Three weeks ago, the House also passed a bill to cut OFRI’s budget by two-thirds, redirect the money to climate research and increase oversight of the institute. The bill included a requirement that the institute end its public advertising campaign.

The Senate killed the OFRI measure and voted to keep the harvest tax on a schedule to expire every two years. But the tax died when the chambers failed to resolve the dispute before the legislative session ended.

Charles Boyle, a spokesperson for Gov. Kate Brown, said Brown hopes ongoing negotiations between environmental groups and timber companies over the future of Oregon’s logging laws will “help build the trust needed for us to reach a negotiated reform package for the harvest tax in the coming months.”

Boyle said the governor is awaiting the results of an ongoing secretary of state audit of OFRI, which she requested in response to the news investigation. Findings from the audit are expected in July.

The state’s largest timber lobbying group, the Oregon Forest & Industries Council, opposed eliminating OFRI but was open to a compromise that included maintaining the harvest tax, said Sara Duncan, a spokesperson for the group.

“In the middle of intense negotiations to find a compromise on OFRI, the biennial harvest tax bill was hijacked in a power play meant to end any successful resolution,” Duncan said. She added that the group looks forward to “more thoughtful and less politically motivated work in the coming months.”

Sean Stevens, executive director of Oregon Wild, an environmental group, accused Senate President Peter Courtney, a Democrat who represents Salem, of sinking the OFRI bill to appease Republican senators as the end of session drew near.

“There weren’t the votes,” Courtney said in a four-word statement responding to questions about whether he supported the OFRI bill or endorsed the institute’s lobbying efforts.

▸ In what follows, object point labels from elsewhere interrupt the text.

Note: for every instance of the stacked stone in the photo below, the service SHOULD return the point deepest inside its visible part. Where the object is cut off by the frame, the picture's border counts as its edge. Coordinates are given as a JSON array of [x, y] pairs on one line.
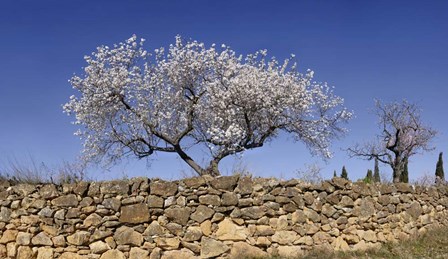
[[206, 217]]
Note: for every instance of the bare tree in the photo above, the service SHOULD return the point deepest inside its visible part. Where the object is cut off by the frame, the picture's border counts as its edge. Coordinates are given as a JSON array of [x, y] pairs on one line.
[[403, 134]]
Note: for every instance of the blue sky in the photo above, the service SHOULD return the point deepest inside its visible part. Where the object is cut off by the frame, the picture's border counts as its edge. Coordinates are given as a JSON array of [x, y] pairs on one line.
[[388, 50]]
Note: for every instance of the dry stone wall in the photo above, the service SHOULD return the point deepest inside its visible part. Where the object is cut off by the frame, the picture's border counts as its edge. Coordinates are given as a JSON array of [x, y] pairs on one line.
[[226, 217]]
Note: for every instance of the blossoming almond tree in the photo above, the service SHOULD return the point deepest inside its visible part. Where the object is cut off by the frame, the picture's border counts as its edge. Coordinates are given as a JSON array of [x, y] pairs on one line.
[[132, 102]]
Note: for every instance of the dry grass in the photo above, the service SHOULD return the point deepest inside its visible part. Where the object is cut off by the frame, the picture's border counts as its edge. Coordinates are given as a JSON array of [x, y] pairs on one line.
[[32, 172]]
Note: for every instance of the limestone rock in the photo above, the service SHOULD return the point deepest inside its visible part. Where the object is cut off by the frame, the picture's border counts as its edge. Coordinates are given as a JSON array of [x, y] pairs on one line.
[[100, 234], [92, 220], [227, 230], [69, 200], [99, 247], [206, 227], [202, 213], [176, 254], [229, 199], [8, 236], [50, 230], [45, 253], [365, 209], [79, 238], [263, 230], [128, 236], [113, 254], [154, 229], [193, 234], [289, 251], [284, 237], [254, 212], [339, 244], [167, 243], [23, 238], [178, 215], [24, 189], [243, 249], [5, 215], [212, 248], [194, 182], [135, 214], [227, 183], [42, 239], [311, 215], [25, 252], [138, 253], [245, 185], [115, 187], [112, 203], [210, 199], [155, 201], [70, 255], [321, 237], [415, 210], [162, 188]]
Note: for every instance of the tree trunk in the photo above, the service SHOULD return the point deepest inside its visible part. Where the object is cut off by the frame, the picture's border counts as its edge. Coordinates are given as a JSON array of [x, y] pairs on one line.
[[213, 169], [396, 175], [397, 168], [197, 168]]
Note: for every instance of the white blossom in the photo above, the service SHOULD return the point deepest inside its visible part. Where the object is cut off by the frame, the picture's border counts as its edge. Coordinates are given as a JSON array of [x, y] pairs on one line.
[[132, 102]]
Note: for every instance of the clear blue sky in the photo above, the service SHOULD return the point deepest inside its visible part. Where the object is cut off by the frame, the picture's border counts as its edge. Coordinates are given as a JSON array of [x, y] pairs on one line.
[[387, 50]]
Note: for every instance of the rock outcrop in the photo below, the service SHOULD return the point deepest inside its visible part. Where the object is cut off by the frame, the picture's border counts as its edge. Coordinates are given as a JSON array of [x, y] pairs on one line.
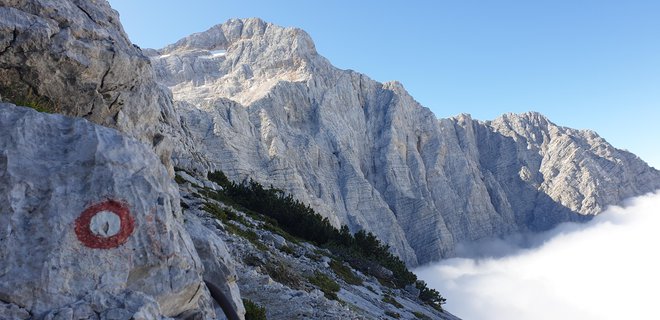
[[91, 225], [73, 57], [262, 103]]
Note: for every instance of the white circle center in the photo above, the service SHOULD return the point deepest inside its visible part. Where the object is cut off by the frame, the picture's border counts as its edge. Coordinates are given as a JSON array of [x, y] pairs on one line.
[[105, 224]]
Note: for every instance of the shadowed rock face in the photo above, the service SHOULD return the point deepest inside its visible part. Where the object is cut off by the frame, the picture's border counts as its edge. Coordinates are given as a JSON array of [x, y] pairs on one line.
[[73, 57], [90, 222], [262, 103]]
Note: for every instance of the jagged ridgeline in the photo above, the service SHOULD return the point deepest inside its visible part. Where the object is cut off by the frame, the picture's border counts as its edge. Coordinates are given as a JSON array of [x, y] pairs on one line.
[[363, 251], [262, 103]]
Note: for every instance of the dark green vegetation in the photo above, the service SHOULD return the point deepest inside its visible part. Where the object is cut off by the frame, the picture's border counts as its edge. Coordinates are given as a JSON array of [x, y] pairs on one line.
[[228, 215], [345, 272], [293, 219], [253, 311], [26, 98], [327, 285]]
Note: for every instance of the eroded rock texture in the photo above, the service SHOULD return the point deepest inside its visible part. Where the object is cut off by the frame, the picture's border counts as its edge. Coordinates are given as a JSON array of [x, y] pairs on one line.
[[263, 103], [131, 256]]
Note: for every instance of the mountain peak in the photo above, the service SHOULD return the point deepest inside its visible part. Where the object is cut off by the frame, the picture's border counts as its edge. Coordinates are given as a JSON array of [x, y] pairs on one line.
[[233, 31]]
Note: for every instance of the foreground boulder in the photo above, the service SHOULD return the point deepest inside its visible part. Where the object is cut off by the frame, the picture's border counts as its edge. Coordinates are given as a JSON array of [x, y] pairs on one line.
[[90, 224], [73, 57]]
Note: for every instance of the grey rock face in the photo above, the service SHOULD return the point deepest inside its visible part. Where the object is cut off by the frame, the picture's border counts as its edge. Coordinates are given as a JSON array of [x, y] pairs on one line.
[[219, 267], [263, 103], [90, 223], [73, 57]]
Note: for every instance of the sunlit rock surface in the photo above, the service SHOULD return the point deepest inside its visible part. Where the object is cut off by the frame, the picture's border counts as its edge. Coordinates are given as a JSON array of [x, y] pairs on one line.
[[91, 224], [262, 103]]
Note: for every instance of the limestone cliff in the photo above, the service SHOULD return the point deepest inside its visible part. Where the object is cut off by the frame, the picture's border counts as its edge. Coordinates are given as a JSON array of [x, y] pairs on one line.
[[263, 103]]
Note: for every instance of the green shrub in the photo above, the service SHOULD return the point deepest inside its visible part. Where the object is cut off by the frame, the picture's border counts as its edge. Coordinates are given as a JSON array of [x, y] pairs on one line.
[[361, 250], [253, 311], [325, 284], [27, 98]]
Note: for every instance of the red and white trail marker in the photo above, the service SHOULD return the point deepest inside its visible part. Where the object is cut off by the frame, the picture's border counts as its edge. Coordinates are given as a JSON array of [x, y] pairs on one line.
[[105, 225]]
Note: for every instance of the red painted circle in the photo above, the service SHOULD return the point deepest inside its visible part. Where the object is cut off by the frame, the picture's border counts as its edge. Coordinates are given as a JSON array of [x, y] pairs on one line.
[[89, 239]]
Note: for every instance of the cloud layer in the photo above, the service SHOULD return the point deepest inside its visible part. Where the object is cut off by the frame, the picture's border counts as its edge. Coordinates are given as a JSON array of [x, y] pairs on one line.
[[608, 268]]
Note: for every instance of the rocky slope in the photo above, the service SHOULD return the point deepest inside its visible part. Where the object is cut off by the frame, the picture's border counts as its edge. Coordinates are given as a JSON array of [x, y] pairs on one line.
[[275, 268], [73, 57], [262, 103]]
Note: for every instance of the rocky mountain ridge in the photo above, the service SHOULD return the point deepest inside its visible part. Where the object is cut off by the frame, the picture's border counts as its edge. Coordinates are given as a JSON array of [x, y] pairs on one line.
[[262, 103], [95, 228]]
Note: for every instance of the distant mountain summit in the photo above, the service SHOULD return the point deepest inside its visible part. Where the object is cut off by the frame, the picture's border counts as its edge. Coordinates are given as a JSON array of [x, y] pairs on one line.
[[262, 103]]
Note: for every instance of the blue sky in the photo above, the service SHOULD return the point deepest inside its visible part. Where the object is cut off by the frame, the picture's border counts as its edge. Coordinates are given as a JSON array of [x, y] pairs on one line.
[[585, 64]]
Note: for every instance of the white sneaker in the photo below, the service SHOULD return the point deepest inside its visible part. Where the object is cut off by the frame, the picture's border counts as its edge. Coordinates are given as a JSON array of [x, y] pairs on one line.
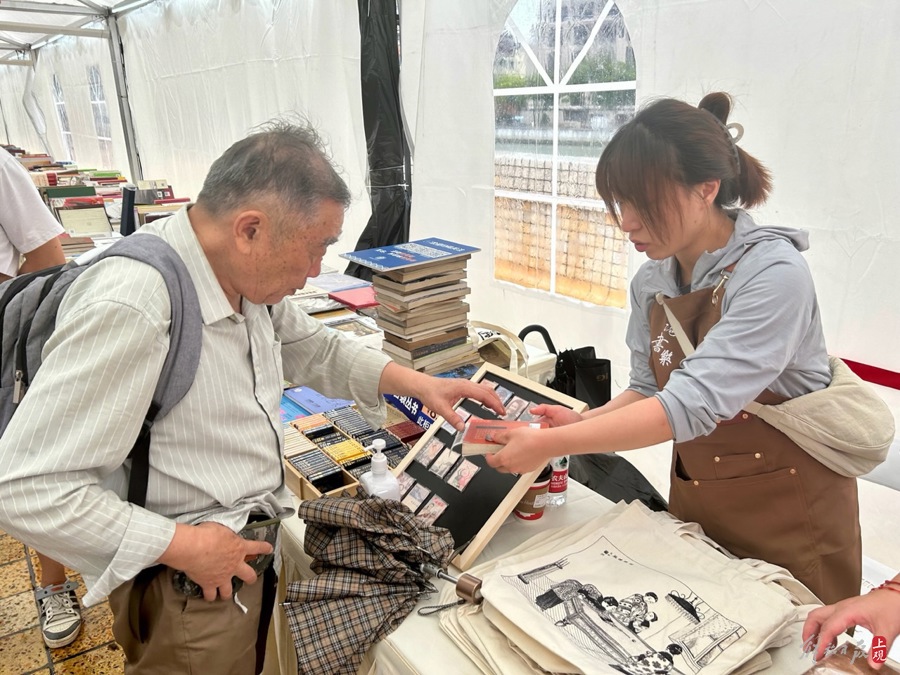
[[60, 613]]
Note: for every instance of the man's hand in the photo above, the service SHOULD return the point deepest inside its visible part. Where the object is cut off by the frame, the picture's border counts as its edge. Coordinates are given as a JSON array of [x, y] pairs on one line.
[[210, 554], [524, 450]]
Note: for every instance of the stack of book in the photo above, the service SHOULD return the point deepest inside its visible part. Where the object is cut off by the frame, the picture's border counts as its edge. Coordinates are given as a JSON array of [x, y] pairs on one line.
[[420, 288]]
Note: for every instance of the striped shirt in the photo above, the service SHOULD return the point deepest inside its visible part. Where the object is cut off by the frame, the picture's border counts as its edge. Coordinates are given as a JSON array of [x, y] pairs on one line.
[[215, 457]]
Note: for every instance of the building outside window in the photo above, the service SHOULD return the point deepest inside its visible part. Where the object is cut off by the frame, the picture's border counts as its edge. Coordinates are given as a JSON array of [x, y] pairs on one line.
[[63, 117], [564, 82], [101, 117]]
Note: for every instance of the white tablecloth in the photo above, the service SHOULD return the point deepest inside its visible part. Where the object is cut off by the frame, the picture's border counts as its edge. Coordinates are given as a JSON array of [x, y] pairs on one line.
[[419, 646]]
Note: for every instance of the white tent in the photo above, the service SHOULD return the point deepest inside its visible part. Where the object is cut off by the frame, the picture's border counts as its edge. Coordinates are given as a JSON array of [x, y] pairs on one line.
[[814, 84]]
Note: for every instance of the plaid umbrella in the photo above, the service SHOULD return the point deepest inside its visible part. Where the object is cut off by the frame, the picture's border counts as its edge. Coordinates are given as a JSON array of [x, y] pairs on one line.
[[366, 554]]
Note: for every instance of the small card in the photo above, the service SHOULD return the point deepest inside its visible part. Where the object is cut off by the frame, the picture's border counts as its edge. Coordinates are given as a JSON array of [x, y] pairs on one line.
[[416, 496], [462, 475], [515, 408], [406, 481], [445, 461], [432, 510], [432, 449], [504, 394]]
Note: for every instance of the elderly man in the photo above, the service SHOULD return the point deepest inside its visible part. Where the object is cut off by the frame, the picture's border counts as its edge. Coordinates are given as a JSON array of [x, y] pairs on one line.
[[268, 210]]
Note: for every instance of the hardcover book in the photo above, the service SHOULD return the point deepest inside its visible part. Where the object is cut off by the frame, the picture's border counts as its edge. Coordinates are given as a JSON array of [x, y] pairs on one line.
[[424, 301], [417, 353], [430, 269], [355, 298], [411, 345], [383, 282], [409, 255]]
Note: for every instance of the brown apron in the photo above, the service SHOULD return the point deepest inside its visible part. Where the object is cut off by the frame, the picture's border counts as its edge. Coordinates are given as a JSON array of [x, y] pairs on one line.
[[750, 487]]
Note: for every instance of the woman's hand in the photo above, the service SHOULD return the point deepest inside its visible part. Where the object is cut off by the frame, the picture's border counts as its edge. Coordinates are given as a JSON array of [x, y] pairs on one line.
[[877, 611], [555, 415], [524, 450], [442, 393]]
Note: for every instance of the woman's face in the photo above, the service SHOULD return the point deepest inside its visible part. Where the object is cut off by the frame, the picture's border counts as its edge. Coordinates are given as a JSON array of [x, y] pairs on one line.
[[682, 224]]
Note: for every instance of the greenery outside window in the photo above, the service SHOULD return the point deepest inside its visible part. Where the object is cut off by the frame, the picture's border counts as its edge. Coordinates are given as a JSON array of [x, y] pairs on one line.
[[101, 117], [564, 82]]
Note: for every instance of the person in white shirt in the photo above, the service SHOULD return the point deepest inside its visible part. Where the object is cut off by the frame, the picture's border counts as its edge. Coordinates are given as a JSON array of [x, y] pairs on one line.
[[268, 210], [29, 241]]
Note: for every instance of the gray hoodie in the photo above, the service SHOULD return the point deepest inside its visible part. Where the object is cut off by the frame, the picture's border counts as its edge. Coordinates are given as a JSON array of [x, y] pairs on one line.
[[769, 336]]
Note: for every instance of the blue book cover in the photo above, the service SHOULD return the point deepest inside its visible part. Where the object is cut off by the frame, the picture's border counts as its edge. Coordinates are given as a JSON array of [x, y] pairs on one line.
[[412, 408], [411, 254], [290, 410], [314, 402]]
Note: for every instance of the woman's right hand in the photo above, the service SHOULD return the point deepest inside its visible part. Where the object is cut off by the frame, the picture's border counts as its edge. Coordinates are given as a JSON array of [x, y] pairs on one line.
[[555, 415]]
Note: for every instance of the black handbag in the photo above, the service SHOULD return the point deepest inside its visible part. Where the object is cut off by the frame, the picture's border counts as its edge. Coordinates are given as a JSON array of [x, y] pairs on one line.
[[579, 373]]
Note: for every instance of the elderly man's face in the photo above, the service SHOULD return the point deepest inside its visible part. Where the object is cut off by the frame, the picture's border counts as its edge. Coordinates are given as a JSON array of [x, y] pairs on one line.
[[297, 256]]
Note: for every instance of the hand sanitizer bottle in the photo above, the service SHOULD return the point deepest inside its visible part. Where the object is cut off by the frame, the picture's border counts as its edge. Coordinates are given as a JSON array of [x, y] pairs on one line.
[[379, 481]]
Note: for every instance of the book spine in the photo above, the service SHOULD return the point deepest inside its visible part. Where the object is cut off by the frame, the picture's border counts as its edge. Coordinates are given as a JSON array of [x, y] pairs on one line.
[[412, 408], [419, 352]]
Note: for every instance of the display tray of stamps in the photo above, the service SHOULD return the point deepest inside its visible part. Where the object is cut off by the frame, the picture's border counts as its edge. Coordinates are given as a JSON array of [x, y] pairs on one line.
[[326, 453], [463, 493]]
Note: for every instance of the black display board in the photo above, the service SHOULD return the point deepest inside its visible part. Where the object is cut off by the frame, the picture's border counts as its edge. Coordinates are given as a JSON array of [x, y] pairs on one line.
[[474, 513]]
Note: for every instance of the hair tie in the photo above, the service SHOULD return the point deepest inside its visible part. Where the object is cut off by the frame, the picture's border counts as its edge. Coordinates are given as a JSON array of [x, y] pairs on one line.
[[739, 134]]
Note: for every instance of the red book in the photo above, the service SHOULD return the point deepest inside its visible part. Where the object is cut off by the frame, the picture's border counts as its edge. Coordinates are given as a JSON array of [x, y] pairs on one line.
[[356, 298], [478, 438]]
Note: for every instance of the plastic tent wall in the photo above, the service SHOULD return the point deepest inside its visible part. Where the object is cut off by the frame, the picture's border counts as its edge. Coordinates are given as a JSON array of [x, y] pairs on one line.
[[813, 83]]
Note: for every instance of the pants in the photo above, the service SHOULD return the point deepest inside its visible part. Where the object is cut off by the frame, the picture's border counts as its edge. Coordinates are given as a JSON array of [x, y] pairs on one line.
[[163, 631]]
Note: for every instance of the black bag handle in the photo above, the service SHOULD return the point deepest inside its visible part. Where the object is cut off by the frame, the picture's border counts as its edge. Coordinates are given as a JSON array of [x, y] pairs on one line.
[[537, 328]]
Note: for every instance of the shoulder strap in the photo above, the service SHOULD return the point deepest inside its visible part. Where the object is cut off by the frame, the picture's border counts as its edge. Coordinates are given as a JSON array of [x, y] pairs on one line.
[[33, 312], [684, 341], [185, 339]]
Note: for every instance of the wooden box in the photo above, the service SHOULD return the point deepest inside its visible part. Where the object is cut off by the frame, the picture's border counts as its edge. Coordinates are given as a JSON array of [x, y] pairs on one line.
[[474, 514]]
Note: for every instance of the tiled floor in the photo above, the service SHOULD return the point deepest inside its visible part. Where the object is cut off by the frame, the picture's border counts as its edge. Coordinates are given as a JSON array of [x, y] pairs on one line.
[[22, 648]]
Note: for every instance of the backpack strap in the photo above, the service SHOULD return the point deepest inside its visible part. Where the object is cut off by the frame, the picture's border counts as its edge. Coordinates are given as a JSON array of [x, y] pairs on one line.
[[36, 305], [185, 339]]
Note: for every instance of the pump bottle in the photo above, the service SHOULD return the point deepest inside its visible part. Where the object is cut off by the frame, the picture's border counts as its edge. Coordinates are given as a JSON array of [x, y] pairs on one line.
[[379, 481]]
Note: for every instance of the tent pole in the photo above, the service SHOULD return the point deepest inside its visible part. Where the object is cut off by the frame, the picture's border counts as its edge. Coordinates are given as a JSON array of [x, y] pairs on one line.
[[118, 61]]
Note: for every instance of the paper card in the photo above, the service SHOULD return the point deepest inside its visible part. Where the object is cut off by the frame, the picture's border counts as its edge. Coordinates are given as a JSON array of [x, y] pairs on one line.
[[445, 461], [432, 449], [432, 510], [527, 416], [416, 496], [515, 407], [462, 475], [504, 394]]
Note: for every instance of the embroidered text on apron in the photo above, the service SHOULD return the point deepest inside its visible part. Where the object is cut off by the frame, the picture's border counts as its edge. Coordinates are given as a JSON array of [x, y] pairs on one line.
[[750, 487]]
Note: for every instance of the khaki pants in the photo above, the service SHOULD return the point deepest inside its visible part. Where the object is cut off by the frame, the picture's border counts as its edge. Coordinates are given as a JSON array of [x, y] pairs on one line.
[[185, 635]]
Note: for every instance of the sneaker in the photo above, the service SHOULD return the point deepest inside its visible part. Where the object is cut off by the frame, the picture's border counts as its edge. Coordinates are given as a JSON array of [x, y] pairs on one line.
[[60, 613]]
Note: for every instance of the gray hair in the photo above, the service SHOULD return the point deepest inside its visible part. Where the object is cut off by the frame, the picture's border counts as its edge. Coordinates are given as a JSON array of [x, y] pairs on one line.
[[281, 160]]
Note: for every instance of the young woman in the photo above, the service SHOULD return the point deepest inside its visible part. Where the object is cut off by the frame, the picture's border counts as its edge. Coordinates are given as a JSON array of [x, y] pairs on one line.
[[672, 179]]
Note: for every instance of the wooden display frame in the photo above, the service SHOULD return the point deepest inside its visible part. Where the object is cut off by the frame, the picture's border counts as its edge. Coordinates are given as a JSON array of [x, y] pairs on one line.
[[485, 510]]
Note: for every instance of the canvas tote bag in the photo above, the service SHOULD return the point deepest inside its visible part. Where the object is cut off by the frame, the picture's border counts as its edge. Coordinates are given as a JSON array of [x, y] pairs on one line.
[[846, 426], [649, 587]]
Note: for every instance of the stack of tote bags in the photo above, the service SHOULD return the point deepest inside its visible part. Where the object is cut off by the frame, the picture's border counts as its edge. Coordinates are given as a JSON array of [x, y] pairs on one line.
[[633, 591]]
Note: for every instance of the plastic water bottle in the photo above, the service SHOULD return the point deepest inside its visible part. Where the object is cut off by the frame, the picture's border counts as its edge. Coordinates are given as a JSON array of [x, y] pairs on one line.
[[559, 481], [379, 481]]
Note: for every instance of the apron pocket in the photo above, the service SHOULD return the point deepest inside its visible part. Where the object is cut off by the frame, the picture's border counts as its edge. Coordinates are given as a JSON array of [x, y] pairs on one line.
[[761, 516], [739, 466]]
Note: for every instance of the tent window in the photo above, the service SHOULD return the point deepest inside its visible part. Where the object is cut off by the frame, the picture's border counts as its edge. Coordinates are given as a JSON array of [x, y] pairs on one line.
[[63, 117], [101, 117], [564, 82]]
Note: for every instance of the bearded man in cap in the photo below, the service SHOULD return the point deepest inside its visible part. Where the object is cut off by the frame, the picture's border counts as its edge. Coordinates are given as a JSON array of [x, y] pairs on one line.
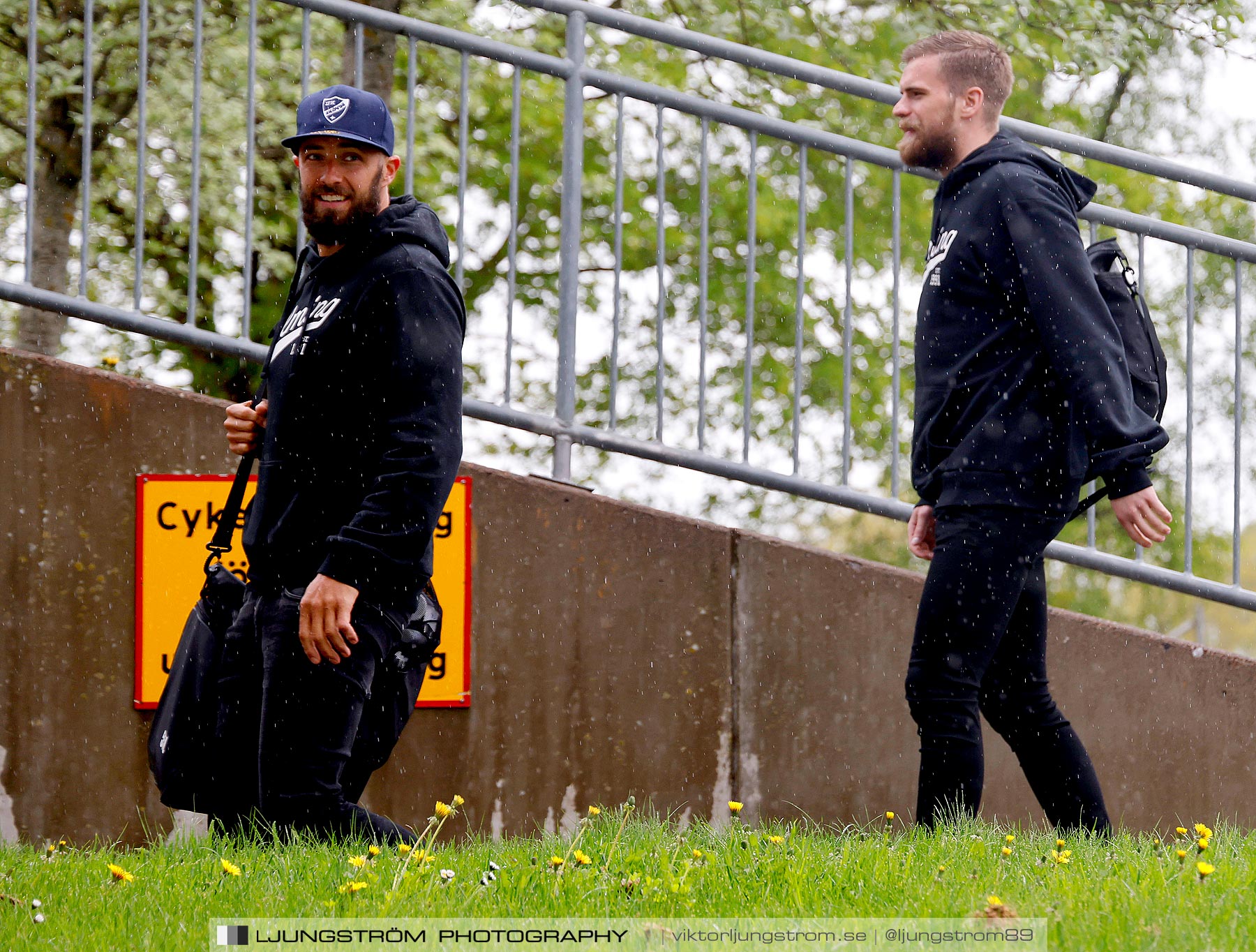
[[359, 441]]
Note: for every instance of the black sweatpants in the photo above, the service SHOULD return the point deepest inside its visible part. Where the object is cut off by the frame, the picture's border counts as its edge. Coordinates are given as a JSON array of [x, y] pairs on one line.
[[981, 646], [297, 741]]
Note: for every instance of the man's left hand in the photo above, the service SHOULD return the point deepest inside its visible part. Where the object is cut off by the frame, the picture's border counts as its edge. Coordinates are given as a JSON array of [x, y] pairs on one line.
[[1143, 516], [326, 609]]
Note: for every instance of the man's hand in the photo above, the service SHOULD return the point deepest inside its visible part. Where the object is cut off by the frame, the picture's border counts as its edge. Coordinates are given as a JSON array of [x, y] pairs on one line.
[[920, 533], [324, 630], [244, 425], [1143, 516]]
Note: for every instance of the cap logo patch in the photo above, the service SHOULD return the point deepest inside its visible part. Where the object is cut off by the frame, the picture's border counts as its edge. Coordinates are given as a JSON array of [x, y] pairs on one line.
[[334, 108]]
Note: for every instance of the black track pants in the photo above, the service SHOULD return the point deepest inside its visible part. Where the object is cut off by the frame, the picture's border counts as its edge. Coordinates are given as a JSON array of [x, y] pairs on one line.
[[292, 734], [981, 646]]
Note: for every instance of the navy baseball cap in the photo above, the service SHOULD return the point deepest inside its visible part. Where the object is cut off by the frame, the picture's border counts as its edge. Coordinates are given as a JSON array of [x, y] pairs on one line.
[[345, 112]]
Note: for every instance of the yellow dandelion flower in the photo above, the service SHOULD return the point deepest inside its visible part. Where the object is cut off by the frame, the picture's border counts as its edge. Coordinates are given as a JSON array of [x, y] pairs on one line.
[[121, 875]]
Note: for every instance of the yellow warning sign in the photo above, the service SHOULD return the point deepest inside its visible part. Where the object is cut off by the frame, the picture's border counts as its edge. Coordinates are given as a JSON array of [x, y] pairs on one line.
[[176, 516]]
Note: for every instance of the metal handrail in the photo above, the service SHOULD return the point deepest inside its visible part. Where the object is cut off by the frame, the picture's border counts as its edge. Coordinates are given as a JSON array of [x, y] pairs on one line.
[[885, 94], [577, 75]]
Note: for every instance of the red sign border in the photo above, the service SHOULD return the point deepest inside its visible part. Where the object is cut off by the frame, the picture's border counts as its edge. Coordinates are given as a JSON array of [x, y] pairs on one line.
[[142, 480]]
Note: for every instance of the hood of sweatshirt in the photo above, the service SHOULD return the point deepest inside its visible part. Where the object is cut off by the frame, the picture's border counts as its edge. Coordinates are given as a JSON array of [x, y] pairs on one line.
[[1075, 186]]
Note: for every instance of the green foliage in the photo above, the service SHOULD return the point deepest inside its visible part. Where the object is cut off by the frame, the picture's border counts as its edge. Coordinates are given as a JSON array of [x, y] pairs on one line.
[[648, 870], [1093, 68]]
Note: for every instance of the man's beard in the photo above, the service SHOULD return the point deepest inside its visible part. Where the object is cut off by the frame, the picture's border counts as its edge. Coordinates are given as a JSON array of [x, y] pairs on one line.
[[929, 149], [328, 226]]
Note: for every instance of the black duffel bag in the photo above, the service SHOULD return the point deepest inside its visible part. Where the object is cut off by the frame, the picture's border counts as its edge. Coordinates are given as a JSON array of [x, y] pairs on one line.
[[181, 736], [184, 726]]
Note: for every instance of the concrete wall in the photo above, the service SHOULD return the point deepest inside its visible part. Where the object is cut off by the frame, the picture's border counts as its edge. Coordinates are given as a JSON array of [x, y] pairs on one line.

Some House lawmakers, who supported redirecting funding from OFRI and increasing timber taxes, said the stalemate was necessary to show that they were unwilling to continue accepting the status quo. They said they intend to revive the harvest tax in future legislative sessions.

The Legislature’s decision not to renew the tax is a precursor to a bigger debate over timber taxes, said state Rep. Andrea Salinas, a Democrat from Lake Oswego who sponsored the bill to restructure OFRI.

“I actually think it’s us taking a pause to be like, ‘Oh, we’re going to take a step back because what we’re coming back for is going to be even bigger,’” Salinas said. “Let’s stop playing games here and go back to what we used to have in the ’90s, which was a real severance tax.”

The unexpected tax cut and promises to resuscitate the levy echo what lawmakers said when they eliminated the larger severance tax in the 1990s. After the first cut in 1991, lawmakers said the reduction in taxes was temporary. It wasn’t.

They eventually eliminated the tax entirely.

Thirty years later, Washington and California, neighboring states that tax logging, generate tens of millions of dollars more than Oregon each year to help pay for local government services.